The final Inner Join connect dbo.WF_WorkFlowHistory to db.WF_Order on the Order.ID (or OrderID) columns.

Next it adds in some Aliased tables that all point to the same base table using different join columns, providing different results columns which also get aliased in an excellent way that ties the whole view together into a story. But I'm getting ahead of myself 

It is using a left outer join meaning we don't care if there is a match to the right table, still include the base record.
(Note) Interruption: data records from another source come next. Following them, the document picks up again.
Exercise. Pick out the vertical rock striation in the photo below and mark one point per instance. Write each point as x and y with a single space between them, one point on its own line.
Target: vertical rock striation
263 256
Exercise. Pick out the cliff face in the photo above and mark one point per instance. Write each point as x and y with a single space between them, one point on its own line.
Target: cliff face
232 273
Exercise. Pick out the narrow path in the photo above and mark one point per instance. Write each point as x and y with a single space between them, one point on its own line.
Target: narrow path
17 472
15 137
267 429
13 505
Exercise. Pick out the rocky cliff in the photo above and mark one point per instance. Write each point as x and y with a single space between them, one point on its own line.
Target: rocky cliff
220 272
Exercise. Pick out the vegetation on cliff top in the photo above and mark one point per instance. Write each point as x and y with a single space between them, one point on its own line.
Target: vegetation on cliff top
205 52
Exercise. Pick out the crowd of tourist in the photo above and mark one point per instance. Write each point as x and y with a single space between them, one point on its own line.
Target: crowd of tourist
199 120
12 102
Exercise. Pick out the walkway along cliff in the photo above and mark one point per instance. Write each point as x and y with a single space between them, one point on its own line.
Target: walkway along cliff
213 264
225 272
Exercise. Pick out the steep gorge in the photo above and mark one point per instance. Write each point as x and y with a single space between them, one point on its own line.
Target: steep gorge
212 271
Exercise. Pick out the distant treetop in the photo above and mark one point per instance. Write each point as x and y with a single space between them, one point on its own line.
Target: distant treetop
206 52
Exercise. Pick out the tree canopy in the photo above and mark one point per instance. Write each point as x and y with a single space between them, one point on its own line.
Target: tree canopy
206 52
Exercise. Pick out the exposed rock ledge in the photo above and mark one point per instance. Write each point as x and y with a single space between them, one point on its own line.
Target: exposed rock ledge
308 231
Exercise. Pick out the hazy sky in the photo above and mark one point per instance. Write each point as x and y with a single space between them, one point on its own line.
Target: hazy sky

First it defines an alias User_4, which we can think of as a table seperate from WF_User. In the end we need to match a name with an ID column.  So it collects a record(s) in WF_User that match the user ID who canceled the order documented in WF_WorkflowHistory.  The end result columns of the view will include that User's Name.

The next line gets the user who Deletes and temporarily calls it User_2

Followed by the ReassignedBy User, and the CompletedBy User referred to as User_1 and User_3 respectively.

Finally the results are ordered by a few things and spit out as a table for all to enjoy.

Be aware, like Stored Procedures, Views can be crazy complex too. They are a great educational tool.